In 1996, Karim is alleged to have executed a series of bombings in Delhi, Rohtak and Jalandhar—the first significant actions carried out under his direct command. He earned the nickname ‘Tunda’ after his left hand was blown off in a bomb-making accident.

Pakistani nationals are alleged to have had an important role in Karim’s operations. In July 1998, for example, the Delhi Police arrested Abdul Sattar, a resident of Pakistan’s Faislabad district who had set up a covert terror cell in the town of Khurja. Karim had used his expanding network in India to provide Sattar with fake identification papers, cash, guides—and a landlord willing to look the other way while the Pakistani terrorist built a bunker to house explosives inside a pottery kiln.

The most successful of the long-term Lashkar agents was Mohammad Ishtiaq, the son of a shopkeeper from Kala Gujran in Pakistan’s Jhelum district. Operating under the alias Salim Junaid, Ishtiaq obtained an Indian passport, set up a trucking business out of Hyderabad which secretly served to transport explosives – and even married a local resident, Momina Khatoon.

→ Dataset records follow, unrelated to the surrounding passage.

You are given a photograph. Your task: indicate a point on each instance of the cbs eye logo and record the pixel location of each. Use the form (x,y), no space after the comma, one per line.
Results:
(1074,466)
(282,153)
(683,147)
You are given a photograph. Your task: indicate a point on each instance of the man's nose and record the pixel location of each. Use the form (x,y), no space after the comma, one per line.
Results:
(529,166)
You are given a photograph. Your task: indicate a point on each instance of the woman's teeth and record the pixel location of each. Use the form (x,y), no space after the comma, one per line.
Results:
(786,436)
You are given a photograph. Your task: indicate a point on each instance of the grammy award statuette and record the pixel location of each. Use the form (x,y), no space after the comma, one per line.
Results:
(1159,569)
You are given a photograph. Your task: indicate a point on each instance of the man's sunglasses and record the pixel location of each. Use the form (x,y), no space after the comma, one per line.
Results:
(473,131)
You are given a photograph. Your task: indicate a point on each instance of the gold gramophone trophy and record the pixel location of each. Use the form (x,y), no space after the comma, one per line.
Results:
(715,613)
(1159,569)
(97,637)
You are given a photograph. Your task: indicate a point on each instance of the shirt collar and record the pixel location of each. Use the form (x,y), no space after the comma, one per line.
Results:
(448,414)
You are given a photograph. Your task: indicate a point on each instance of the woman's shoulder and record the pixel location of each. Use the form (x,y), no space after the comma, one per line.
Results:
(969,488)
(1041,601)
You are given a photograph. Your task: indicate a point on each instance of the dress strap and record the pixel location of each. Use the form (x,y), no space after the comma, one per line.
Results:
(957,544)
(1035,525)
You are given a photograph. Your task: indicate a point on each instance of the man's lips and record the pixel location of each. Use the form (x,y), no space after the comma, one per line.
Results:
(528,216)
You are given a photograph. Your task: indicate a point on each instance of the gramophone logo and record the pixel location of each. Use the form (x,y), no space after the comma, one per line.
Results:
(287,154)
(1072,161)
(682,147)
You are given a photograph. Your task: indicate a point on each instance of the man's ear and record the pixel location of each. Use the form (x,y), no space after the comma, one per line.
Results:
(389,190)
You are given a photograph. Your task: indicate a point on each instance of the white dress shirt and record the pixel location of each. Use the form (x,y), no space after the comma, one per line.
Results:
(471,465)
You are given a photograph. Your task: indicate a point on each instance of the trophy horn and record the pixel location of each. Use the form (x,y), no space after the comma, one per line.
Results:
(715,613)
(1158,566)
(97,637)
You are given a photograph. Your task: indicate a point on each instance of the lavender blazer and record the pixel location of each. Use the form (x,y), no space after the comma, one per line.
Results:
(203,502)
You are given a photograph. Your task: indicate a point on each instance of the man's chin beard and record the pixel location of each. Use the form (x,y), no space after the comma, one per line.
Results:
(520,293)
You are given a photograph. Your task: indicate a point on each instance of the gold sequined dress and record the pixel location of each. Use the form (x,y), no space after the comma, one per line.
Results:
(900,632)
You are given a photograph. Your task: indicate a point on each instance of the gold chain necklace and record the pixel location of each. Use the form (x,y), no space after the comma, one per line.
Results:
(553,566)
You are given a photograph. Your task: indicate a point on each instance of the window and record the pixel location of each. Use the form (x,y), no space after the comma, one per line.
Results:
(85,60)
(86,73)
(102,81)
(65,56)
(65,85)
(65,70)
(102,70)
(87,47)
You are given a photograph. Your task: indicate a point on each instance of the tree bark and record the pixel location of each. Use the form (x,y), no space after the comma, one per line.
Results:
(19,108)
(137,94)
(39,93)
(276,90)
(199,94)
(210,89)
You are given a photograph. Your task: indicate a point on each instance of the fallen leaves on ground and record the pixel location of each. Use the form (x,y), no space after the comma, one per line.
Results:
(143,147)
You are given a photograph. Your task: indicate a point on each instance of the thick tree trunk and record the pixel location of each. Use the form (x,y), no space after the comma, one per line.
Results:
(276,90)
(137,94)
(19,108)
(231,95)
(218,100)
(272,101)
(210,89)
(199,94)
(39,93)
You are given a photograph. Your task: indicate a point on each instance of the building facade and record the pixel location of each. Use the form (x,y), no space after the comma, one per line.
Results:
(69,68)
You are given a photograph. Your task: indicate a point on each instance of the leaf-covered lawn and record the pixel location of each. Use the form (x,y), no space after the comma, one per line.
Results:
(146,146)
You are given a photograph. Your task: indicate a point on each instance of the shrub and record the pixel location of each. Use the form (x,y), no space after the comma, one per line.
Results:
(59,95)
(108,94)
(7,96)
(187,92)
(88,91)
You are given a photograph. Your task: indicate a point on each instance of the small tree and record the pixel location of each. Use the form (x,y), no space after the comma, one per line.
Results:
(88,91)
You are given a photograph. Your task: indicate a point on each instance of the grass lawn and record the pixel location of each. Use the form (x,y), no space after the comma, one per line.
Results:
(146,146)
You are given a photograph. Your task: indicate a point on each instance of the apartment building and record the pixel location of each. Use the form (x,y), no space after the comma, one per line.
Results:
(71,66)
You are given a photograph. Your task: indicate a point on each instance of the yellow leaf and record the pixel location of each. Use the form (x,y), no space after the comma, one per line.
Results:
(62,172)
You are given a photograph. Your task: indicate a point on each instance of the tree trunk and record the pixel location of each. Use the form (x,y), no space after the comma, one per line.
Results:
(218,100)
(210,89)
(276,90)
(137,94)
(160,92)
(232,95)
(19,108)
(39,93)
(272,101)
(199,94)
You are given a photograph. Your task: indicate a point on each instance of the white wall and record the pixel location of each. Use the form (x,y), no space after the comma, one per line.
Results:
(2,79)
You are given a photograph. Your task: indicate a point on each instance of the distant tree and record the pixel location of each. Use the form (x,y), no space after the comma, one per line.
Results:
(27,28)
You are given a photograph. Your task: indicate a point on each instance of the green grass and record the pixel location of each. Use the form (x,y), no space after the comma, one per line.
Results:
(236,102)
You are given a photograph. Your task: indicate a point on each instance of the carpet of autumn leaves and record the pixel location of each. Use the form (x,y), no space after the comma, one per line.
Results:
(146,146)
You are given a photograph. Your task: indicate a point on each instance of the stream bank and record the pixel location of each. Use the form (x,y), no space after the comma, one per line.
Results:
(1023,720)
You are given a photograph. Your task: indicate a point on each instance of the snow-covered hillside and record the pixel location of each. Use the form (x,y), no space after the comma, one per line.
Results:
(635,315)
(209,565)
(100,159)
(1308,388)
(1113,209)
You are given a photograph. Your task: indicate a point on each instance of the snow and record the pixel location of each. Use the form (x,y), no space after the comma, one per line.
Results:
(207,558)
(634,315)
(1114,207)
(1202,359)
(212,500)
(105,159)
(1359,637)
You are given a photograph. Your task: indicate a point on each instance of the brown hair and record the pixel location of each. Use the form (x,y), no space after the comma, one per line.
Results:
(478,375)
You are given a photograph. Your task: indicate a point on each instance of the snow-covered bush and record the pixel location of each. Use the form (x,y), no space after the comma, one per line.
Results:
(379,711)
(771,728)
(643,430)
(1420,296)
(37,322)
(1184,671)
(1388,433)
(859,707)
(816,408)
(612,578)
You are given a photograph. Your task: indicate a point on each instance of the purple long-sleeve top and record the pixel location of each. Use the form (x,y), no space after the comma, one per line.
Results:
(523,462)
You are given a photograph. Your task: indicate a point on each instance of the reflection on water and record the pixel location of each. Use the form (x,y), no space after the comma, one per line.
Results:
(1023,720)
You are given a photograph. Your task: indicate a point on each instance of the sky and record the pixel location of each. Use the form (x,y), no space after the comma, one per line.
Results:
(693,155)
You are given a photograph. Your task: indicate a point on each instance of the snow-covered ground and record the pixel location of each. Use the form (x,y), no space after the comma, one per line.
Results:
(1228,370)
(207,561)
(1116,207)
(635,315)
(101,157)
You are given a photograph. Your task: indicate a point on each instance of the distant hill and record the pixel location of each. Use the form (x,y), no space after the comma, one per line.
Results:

The Lashkar’s confidence grew: at a November 1999 rally, its chief, Hafiz Muhammad Saeed, announced that “today, Insha Allah, I announce the break-up of India”.

Karim receded into the background, shuttling between Lashkar safe houses in Dhaka, Kathmandu and Lahore to meet with operatives. There were repeated rumours he had died. However, he was spotted by Indian intelligence agents at the Lashkar’s campus near Murdike, near Lahore, where he owned a perfume business. Lashkar recruits who joined the organisation after 2002 Gujarat pogrom often met Karim, now a mentor and guide to a new generation of terror operatives.

Abdul Razzak Masood, an alleged Lashkar operative held in New Delhiin 2005, told police he worked under Karim’s direct command.

Karim’s also thought to have helped developed links between the Lashkar and Karachi-based gang lord Dawood Ibrahim Kaskar. The Lashkar’s coalition partner in the International Islamic Front for Jihad, al-Qaeda, wished to expand into East Africa and offered cash for the mafia’s networks.

In October, 2003, the United States Treasury Department officially determined that Dawood Ibrahim’s “smuggling routes from South Asia, the Middle East and Africa are shared with Osama bin-Laden and his terrorist network.”

Karim was reported, in 2008, to have been arrested in Mombasa—but that turned out to have been a case of mistaken identity.

Now, a full thirty years after that fateful meeting in Mominpura, Karim is finally in prison. Indian investigators will be seeking detail on the Lashkar’s future plans—but at last, they’ll be able to speak to someone who can tell the story from beginning to end.